SNEX appears fairly valued to slightly overvalued relative to its own history. Its Price-to-Book ratio of 2.01x is at the top of its recent historical range (0.83x - 2.01x), and its forward P/E of 20.64x prices in continued growth. While the ultra-low Price-to-Sales ratio of 0.036 seems cheap, it reflects the business's razor-thin margins. The valuation implies the market expects sustained high revenue growth and eventual margin expansion. If those expectations are not met, the stock is vulnerable to multiple compression.

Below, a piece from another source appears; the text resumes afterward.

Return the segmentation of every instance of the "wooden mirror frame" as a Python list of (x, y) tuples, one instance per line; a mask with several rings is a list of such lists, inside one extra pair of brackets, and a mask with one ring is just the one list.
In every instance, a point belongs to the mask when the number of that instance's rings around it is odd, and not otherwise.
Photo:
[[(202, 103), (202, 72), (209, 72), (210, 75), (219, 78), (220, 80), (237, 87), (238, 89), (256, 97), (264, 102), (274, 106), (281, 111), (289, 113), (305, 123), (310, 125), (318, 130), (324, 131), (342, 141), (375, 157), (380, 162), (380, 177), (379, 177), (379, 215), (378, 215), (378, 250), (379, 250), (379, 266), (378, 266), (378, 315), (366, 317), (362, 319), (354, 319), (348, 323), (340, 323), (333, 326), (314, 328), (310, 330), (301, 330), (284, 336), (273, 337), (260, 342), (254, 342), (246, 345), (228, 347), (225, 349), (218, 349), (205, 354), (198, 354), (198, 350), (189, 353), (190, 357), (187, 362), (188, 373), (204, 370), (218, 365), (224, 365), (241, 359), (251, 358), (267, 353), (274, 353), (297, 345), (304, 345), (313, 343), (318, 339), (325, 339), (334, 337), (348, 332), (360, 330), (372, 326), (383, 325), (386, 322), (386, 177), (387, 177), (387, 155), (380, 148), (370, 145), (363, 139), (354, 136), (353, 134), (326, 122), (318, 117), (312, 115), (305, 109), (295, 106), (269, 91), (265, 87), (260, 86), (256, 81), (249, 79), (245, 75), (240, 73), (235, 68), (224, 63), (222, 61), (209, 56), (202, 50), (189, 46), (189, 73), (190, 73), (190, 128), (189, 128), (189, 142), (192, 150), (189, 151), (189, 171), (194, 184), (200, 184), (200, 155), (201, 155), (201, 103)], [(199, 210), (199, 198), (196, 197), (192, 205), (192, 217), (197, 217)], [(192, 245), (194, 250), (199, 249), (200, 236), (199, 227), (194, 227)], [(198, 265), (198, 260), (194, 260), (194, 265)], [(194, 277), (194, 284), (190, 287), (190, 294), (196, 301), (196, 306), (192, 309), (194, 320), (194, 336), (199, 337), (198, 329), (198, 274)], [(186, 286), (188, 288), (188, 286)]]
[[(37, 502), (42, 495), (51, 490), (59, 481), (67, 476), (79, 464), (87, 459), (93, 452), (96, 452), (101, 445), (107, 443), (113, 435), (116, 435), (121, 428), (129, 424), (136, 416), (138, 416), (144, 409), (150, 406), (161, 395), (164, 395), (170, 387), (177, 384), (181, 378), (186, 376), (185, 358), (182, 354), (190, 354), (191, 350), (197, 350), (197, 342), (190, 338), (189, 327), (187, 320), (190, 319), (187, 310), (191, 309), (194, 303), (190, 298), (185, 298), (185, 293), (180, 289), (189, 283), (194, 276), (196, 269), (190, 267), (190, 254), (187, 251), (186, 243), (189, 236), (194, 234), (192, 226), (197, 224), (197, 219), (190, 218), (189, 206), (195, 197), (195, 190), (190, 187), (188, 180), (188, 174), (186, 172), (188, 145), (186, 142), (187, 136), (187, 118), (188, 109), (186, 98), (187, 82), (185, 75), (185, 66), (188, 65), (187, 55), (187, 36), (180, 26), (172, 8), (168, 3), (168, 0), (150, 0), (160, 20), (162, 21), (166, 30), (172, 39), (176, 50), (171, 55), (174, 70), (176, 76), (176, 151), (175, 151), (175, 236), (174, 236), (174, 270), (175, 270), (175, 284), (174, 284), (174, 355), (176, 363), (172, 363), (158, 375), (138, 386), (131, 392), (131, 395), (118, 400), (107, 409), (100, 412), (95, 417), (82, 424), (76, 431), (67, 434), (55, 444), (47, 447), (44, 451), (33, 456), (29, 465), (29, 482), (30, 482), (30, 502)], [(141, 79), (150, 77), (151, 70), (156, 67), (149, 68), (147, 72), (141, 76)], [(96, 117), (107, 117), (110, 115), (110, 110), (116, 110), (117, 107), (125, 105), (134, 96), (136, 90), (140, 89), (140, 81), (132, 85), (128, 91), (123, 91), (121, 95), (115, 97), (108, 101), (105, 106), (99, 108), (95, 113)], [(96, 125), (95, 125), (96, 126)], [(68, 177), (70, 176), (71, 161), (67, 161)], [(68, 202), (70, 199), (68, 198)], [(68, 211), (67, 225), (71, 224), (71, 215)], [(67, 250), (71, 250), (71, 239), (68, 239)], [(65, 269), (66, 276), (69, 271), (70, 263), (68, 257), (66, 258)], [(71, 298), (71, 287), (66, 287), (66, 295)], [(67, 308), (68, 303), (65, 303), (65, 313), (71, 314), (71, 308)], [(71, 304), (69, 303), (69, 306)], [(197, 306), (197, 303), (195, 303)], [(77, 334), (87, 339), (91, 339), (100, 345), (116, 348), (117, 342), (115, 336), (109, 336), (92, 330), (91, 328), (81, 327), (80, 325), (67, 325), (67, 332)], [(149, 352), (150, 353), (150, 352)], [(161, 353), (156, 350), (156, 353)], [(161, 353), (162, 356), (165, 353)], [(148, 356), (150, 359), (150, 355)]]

SNEX is a Hold, not a compelling buy at current levels. While the company exhibits explosive revenue growth (39.7% YoY) and strong free cash flow ($3.55B), the stock has already surged 134% in a year and trades at peak valuation multiples (P/B 2.01x). The risk/reward is balanced to slightly unfavorable for new capital. It could be a good buy for growth-oriented investors on a meaningful pullback (e.g., towards $120) or upon clear evidence of structural margin improvement from the current 0.23% net margin.
SNEX is more suitable for a medium-to-long-term investment horizon of 2-3 years, not short-term trading. While the stock has shown high momentum, its low beta of 0.66 suggests it is less correlated with daily market swings, reducing its appeal for short-term traders. The investment thesis hinges on the company's ability to scale and improve profitability over time, which is a multi-year story. The lack of a dividend also makes it purely a capital appreciation play. Investors should be prepared for volatility but have a horizon that allows the growth narrative to play out.